The White House political shop (which is now not-so-jokingly called the Committee for Assisted Democratic Suicide in some circles) has not only botched the politics around Biden’s legislative agenda but is now taking a sledgehammer to Biden’s electoral coalition. This year, they’ve had the president make endorsements in just two House primaries. The first was for Representative Kurt Schrader. Schrader not only worked to gut Biden’s Build, Back, Better [sic] bill, but also voted against the initial House version of the Covid relief bill. (Not to mention that his reelection is opposed by local Democratic organizations that represent 90 percent of the Democratic voters in the district.)
The other was in Ohio 11 for Shontel Brown, who is one of a handful of House members who publicly oppose Biden’s efforts to reinstate the Iran nuclear deal, the signature foreign policy accomplishment of the Obama administration that was shredded by Trump. [my emphasis]
It was the progressives in Congress that fought hardest and were Biden's most loyal supporters on the Build Back Better agenda, the voting rights bills, and the codification of Roe v. Wade - allo things that Biden and his team claimed to support.
As Weaver explains, this perverse political priority of opposing the supporters of the Party's nominal priorities and supporting against them opponents of the Party's nominal priorities is largely a function of the capture of the national party organization by big donors. A process that has been in place for a long time.
But with a Republican Party that has gone full Trumpista, the dysfunctional effect on the Democratic Party is now more destructive than ever.

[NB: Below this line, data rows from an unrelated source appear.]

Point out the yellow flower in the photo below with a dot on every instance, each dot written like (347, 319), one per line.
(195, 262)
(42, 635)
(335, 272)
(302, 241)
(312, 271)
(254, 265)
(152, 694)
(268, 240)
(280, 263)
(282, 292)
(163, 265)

Aside from the fact that the Democratic establishment is just worse at national messaging than the Republicans are, this approach is the stale old Clintonite "hippie punching" of trashing progressives, aka, the party's most loyal constituencies, and trying to kiss up to Republicans who are now routinely calling Democrats "pedophiles" and "groomers."
It was bad enough in the 1990s. But now the approach is taking the party off the rails. In a midterm election year, when Democratic turnout is always a particular challenge. When the Republicans, with a lot of help from their highly partisan allies on the Supreme Court and Trumpista judges are putting up barriers to voting and honest election tallying not seen since before the Civil Rights Act of 1965.

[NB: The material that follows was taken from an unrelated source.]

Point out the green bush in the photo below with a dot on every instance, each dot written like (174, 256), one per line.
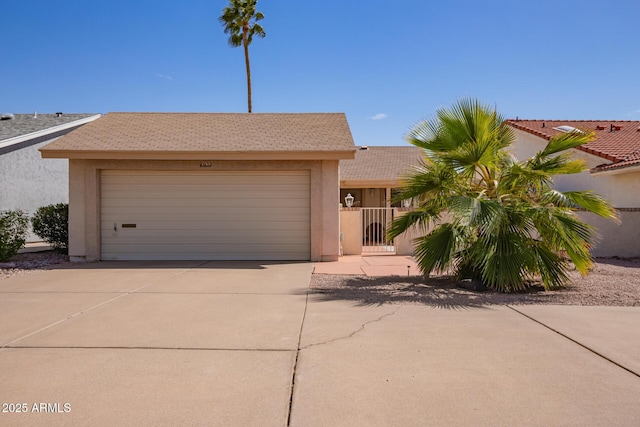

Yet another reminder of The One True Thing David Frum Ever Said: "while Republican politicians fear their base, Democratic pols hate theirs"; (Gibbs on the Left FrumForum 08/10/2010)
The threat here on the side of the Democratic base is not so much that Democratic activists will jump ship and go third party, though that could happen to a limited extent on the local level. The danger is that if enough base voters who are not activists get discouraged at seeing the Democrats never getting much their own major programs passed and who are facing increasing voter-suppression measures just don't vote.
As Weaver writes in conclusion, "Every time a voter drops out of the electoral process or decides that corporate liberalism is all that is achievable the corporatists get one step closer to the defeat of a freer, fairer, more just America. Despair is their ally. Defiance is ours."